黄昏の1995年にも楽しみは必要だった(悲しいほど青かった空)

 1995年は、もう21年も前のことになってしまった。阪神大震災があり、ニュースがオウム真理教関連の話題で埋め尽くされ、フランスが核実験を行い、今になって思い返してみると、オクラホマシティ連邦政府ビル爆破や韓国の三豊デパート崩壊といった大事件ですら影が薄くなるような有様だ。『新世紀エヴァンゲリオン』の放送開始と社会現象化も重苦しさに拍車をかけ、全盛期だった小室サウンドだって、そこかしこに妙な暗さを感じたりもした(たとえば、もし『WOW WAR TONIGHT〜時には起こせよムーヴメント』をただの明るい歌だと思っている人がいるとしたら、その人とはあまり話が合わないと思う)。

 それでも人間には楽しみが必要だ。必死で重苦しさを消し去ろうとしているのか、本当に底抜けに明るいのか(ちなみに『水曜どうでしょう』の放送開始は、1996年だ。後にノストラダムスに真っ向から立ち向かう「世界は終わらない」というテーマの「世紀末大革命恋愛大皿」なんてものも番組に登場しますが、それはまた別の話)、とにもかくにも、ノストラダムスの予言した人類の終焉まであとわずか、あるいはいとうせいこうが『噂だけの世紀末』で出口が塞がると予見した2001年も目前という時代に(1999年には大したことが起らなかったのに対し、2001年には、あの米同時多発テロが発生しているので、予言者としてはノストラダムスよりいとうせいこうさんのほうが正しかったのかも……)、『エヴァ』の終末めいた青空とは違う、私のような生まれついての日陰者には、ちょっと眩しすぎて、こじらせれば不快に感じもしたであろう、今で言うところの「リア充全開」な青空が似合うお兄ちゃんたちがいた。

 SMAPだ。1995年に発売されたアルバム『Cool』(フライング的に前年の末には発売されていたはず)と『SMAP 007〜Gold Singer〜』は、今も私の部屋のCD棚のとりやすい位置に保管されている。『SMAP 007』は『ミュージックマガジン増刊号 THE GROOVY 90'S 90年代日本のロック/ポップ名盤ガイド』でも紹介されていた。小学3年生から4年生になろうとしていた当時の私は、はっきり言えば、ファンだったわけではない。上級生の女子たちが夢中になっているお兄ちゃんたち(何度か述べているように、小学校時代の私の同級生に女子はいなかった)に私も同じように惹かれるなんて恥ずかしいとも思っていた。
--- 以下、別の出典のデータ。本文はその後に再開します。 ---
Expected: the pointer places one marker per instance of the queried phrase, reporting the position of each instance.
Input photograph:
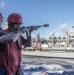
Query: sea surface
(47, 66)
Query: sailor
(1, 20)
(11, 44)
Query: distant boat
(51, 53)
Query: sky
(59, 14)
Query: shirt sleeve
(2, 46)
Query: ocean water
(47, 66)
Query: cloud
(64, 27)
(2, 4)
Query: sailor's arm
(10, 38)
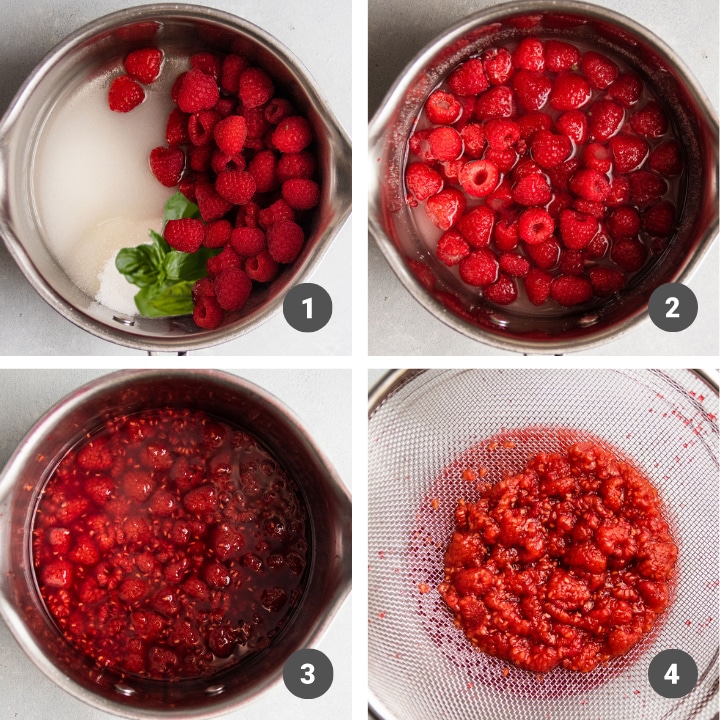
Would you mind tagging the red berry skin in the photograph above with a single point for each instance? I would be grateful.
(479, 268)
(144, 64)
(124, 94)
(537, 286)
(570, 290)
(452, 248)
(185, 235)
(445, 208)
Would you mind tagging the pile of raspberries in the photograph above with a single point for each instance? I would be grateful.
(545, 166)
(243, 154)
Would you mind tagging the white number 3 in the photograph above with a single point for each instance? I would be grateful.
(670, 675)
(309, 678)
読むマンガはつげ義春筋肉少女帯にハマりはじめていた小学生にとっては、なおさらのことだ。いや、こんなふうに書くと、恥ずかしかったけれど、実際のところは夢中になっていた、という話だと思われそうだが、それはちょっと違う。でも、まったく魅力を感じなかったかといえば、それは嘘になる。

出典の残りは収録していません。